Font Size:  

A nurse, alerted by Ace’s tone, interrupted her own search to join them near the counter, where Ace had set down the flowers. A fiftyish woman with a no-nonsense set to her jaw, she gave him a look that all but dared him to try to pin this mess on her. “Your Ms. Higgins planned her moment, clearly,” she said. “She waited until she heard the alarm. Another patient had coded just down the hall, so we all went running to help.”

“Did she take her belongings? Her clothes?” Her car keys, he thought, recalling the Chevy still parked in the lot. Though surely, Sierra wasn’t foolish enough to try to drive it very far, he could easily imagine her using it to make a getaway before ditching it elsewhere.

Sure enough, inside her windowless room, they found the plastic bag with her belongings missing from the storage locker.

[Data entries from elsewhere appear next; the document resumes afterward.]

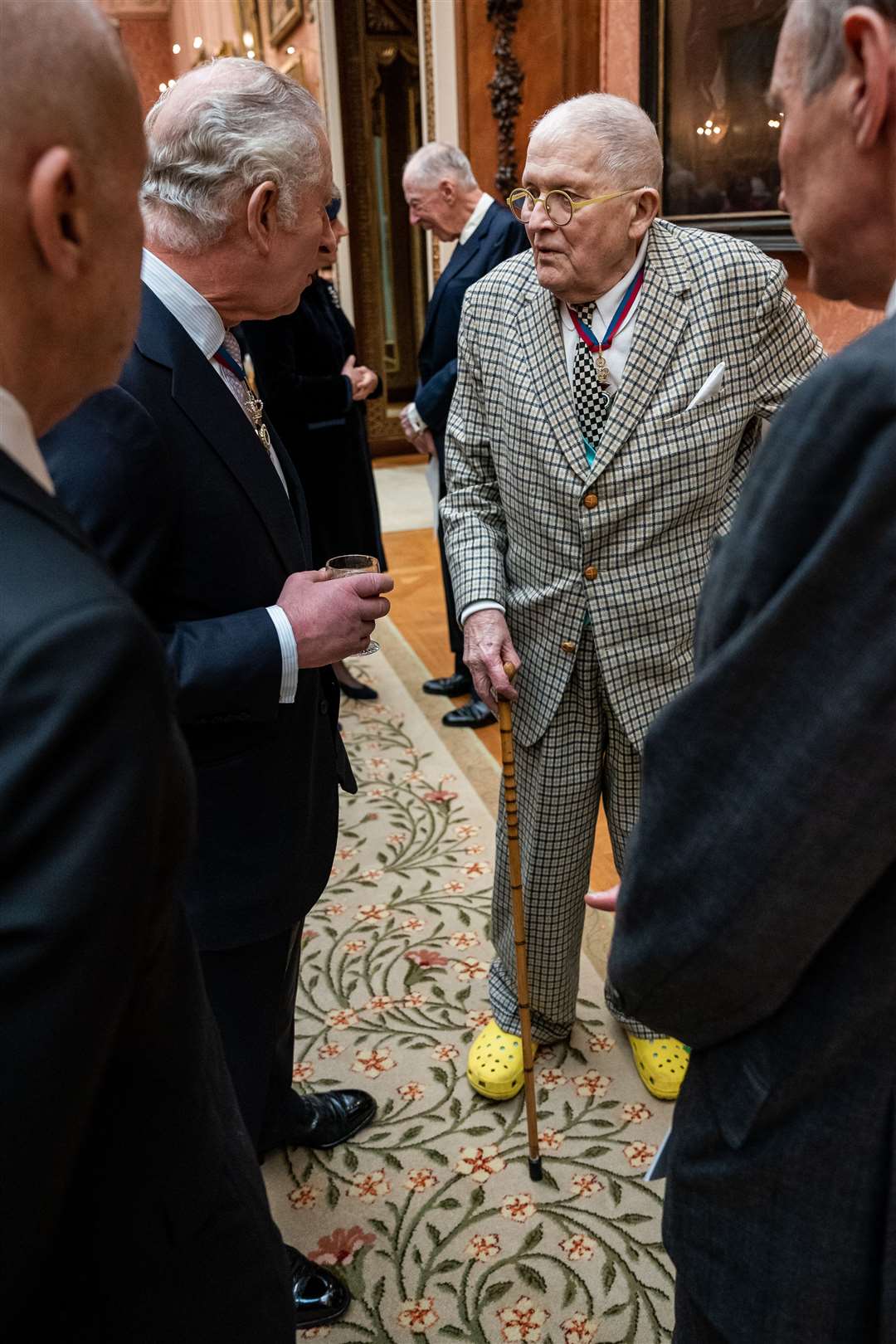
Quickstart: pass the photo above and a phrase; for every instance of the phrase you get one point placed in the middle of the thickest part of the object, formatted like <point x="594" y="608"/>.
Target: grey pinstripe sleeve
<point x="472" y="509"/>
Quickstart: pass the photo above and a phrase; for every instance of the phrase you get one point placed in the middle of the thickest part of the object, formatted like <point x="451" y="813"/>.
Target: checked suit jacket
<point x="626" y="541"/>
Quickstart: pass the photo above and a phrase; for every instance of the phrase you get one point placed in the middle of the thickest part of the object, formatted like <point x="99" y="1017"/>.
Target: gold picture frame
<point x="247" y="21"/>
<point x="295" y="69"/>
<point x="282" y="17"/>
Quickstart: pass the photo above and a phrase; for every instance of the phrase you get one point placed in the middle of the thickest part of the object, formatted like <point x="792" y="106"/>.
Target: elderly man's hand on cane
<point x="486" y="648"/>
<point x="603" y="899"/>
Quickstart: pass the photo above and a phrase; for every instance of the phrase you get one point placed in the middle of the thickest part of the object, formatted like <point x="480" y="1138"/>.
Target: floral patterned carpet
<point x="430" y="1215"/>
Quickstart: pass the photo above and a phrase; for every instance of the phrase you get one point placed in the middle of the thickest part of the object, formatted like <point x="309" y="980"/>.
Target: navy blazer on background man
<point x="497" y="236"/>
<point x="132" y="1202"/>
<point x="180" y="498"/>
<point x="768" y="811"/>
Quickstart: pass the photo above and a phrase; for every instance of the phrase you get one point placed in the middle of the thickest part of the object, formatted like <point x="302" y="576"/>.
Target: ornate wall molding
<point x="136" y="8"/>
<point x="505" y="89"/>
<point x="429" y="127"/>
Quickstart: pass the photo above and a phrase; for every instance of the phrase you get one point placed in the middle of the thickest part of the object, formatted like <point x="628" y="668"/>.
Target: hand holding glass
<point x="340" y="566"/>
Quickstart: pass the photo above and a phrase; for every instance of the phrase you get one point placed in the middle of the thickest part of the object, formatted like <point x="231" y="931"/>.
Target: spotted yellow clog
<point x="494" y="1064"/>
<point x="663" y="1064"/>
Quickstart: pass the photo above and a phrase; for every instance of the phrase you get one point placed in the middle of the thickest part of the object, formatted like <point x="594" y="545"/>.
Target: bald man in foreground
<point x="132" y="1203"/>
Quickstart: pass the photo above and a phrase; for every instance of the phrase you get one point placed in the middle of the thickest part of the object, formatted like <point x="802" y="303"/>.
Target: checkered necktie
<point x="592" y="399"/>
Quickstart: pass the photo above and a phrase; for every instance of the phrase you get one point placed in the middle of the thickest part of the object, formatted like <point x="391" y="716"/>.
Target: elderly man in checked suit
<point x="611" y="386"/>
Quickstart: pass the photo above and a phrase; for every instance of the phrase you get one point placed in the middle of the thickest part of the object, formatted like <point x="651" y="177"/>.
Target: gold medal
<point x="601" y="366"/>
<point x="256" y="409"/>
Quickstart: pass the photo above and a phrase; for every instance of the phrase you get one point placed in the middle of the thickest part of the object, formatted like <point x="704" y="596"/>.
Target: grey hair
<point x="433" y="163"/>
<point x="824" y="24"/>
<point x="249" y="125"/>
<point x="622" y="136"/>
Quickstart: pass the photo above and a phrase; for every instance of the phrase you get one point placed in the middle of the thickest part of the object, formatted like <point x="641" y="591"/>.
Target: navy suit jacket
<point x="167" y="476"/>
<point x="132" y="1200"/>
<point x="758" y="908"/>
<point x="497" y="236"/>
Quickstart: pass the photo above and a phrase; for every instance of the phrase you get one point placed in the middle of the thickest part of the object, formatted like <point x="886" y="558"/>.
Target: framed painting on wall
<point x="282" y="17"/>
<point x="247" y="24"/>
<point x="705" y="67"/>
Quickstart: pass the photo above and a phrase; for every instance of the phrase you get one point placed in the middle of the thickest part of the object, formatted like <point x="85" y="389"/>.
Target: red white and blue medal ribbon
<point x="598" y="347"/>
<point x="254" y="405"/>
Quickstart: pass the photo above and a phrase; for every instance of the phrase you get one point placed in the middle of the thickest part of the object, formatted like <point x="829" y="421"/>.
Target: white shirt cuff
<point x="418" y="424"/>
<point x="480" y="606"/>
<point x="289" y="655"/>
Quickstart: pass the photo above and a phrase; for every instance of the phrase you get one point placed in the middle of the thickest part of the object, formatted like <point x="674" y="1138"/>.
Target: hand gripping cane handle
<point x="505" y="722"/>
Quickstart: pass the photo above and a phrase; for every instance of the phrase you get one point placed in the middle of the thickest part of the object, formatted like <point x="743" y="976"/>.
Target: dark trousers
<point x="253" y="995"/>
<point x="455" y="633"/>
<point x="692" y="1326"/>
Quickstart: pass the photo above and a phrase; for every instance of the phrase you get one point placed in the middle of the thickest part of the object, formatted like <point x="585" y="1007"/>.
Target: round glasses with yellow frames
<point x="559" y="205"/>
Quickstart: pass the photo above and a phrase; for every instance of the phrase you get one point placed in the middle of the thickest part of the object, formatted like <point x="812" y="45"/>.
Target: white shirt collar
<point x="480" y="212"/>
<point x="17" y="441"/>
<point x="609" y="303"/>
<point x="195" y="314"/>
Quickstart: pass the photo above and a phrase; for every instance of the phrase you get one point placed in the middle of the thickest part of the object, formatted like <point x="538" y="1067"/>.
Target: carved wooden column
<point x="505" y="89"/>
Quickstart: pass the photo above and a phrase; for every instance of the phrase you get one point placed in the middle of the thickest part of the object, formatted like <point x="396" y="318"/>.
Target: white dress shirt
<point x="616" y="357"/>
<point x="17" y="441"/>
<point x="204" y="327"/>
<point x="480" y="212"/>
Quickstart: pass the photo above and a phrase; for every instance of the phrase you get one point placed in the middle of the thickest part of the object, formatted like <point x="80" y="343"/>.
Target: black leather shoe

But when he went downstairs and looked outside, the Chevy remained where she had left it the previous evening.

Perhaps she’d feared another GPS tracker, or even a bomb, considering last night’s attempt on her life. Or maybe she was still somewhere inside the hospital.

But according to Callum, he and the hospital staff had been searching the floor for her, after positioning staff to watch both the elevator and the stairwell entry, for the past half hour.

“And before that?” Ace demanded. “How long would she have had to get dressed and get out of here?”

“Five or six minutes, tops,” Callum said decisively, with the nurse beside him nodding her agreement. “Things were hectic down the hall there, where that other patient coded.”

“Wait a minute,” Ace said, his heart skipping a beat as he remembered what he’d heard about his father being transferred to this floor earlier. “What patient?”

“I’m afraid I’m not at liberty to say,” the nurse told him. “We do have privacy laws here.”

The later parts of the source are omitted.